In 1934, the Pyongyang school returned four of its six players from the previous year and added the brothers Samuel H. and Howard Moffett, sons of mission founder Reverend Samuel A. Moffett, who anchored the defense as the starting goaltender and left defenseman, respectively. Pyongyang Foreign School kept the play on Chosun Christian College’s side of the ice for most of the first two periods, but failed to score, and the match ended amid heavy snow, a scoreless tie. For the rest of the decade, however, the collection of high school students struggled to keep pace with Chosun Christian College. In 1936, the record states only that “though fighting a hard, and sometimes brilliant game,” Pyongyang Foreign School “succumbed to the superior weight and experience of the college men, and lost by a wide margin.”

The 1934 Pyongyang Foreign School hockey team. Goaltender Samuel Moffett is at center.
The 1934 Pyongyang Foreign School hockey team. Goaltender Samuel Moffett is at center. Archives of the Presbyterian Historical Society

World War II ended this founding era of hockey in Korea. Wartime austerity curtailed athletic competitions in Korea, and the Pyongyang Foreign School closed in 1940, after the U.S. Department of State warned of impending war with Japan. The sport was later revived and supported in North Korea by Chinese and Russian workers in the 1950s.

Today, the places where the Americans of Pyongyang Foreign School once played continue to be at the center of the city’s sports life (even if the school itself is now gone). The two largest athletic arenas in the country, Rungra-do May Day Stadium (capacity 114,000) and Kim Il Sung Stadium (capacity 50,000), are within sight of the location on the Taedong River where the school played in 1933. A large amusement park that opened on the island of Rungra-do in 2012, Rungra People’s Pleasure Ground, overlooks the exact spot. The site of Kwangsung School, on the other hand, is currently occupied by the Grand People’s Study House, the massive library that is the center for the study of North Korea’s juche ideology, and serves as the backdrop for military parades on Kim Il Sung Square.

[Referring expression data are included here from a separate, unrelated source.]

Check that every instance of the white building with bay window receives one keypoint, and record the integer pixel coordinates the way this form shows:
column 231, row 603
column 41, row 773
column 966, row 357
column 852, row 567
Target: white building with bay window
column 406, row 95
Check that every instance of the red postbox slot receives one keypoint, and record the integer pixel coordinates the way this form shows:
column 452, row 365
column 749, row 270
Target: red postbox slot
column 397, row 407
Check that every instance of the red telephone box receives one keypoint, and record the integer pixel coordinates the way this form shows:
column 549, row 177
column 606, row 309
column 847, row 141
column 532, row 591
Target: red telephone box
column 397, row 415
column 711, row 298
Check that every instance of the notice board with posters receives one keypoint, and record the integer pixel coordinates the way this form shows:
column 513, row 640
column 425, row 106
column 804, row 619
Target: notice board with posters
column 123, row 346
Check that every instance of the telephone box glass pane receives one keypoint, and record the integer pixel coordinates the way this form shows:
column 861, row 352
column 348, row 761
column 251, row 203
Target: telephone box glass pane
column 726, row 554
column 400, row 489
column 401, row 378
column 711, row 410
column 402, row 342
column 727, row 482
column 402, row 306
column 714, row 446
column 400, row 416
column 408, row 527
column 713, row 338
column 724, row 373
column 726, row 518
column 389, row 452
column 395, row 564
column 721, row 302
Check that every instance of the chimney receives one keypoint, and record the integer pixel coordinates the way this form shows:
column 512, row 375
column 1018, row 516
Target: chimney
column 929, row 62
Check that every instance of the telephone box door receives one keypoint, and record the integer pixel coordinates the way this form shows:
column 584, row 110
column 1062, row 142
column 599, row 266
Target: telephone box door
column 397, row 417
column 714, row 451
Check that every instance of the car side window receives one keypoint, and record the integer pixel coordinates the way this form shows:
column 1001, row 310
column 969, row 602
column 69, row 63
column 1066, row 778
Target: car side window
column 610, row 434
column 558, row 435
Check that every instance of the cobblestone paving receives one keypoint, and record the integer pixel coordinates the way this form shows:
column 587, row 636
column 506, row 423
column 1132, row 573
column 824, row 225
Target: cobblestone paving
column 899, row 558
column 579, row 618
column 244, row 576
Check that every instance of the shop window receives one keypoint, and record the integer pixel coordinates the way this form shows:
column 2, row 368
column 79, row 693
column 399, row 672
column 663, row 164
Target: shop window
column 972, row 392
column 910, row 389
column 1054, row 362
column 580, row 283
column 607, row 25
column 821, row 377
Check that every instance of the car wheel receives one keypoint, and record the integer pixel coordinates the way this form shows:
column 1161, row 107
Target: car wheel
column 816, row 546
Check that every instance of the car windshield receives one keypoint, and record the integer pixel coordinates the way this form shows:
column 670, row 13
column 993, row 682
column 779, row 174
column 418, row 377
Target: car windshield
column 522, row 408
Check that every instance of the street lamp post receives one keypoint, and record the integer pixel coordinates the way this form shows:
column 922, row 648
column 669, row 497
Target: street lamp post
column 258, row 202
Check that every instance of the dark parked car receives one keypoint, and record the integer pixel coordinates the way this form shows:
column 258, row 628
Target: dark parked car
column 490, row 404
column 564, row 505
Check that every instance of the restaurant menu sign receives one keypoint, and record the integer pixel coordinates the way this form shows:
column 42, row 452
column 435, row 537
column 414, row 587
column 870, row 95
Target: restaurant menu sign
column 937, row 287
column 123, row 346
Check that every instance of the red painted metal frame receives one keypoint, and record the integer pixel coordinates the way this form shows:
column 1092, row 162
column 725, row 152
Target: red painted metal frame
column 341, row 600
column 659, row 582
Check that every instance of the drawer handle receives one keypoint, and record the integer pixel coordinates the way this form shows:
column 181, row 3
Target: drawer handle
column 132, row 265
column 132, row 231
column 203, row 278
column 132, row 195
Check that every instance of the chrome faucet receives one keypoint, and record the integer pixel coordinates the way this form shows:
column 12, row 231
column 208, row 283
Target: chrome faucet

A 1936 hockey game between Chosun Christian College (white) and Pyongyang Foreign School.
A 1936 hockey game between Chosun Christian College (white) and Pyongyang Foreign School. Archives of the Presbyterian Historical Society

To the south, Chosun Christian College lives on as Yonsei University, one of South Korea’s leading universities and still the country’s top hockey program. Yonsei regularly wins South Korea’s national championship and has produced most of the players in the country’s small professional league.

When the South Korea men’s team and the Unified Korea women’s team take to Olympic ice for the first time in PyeongChang, where they are playing as the host nation, it will be an achievement 90 years in the making, and one that Americans had a role in creating.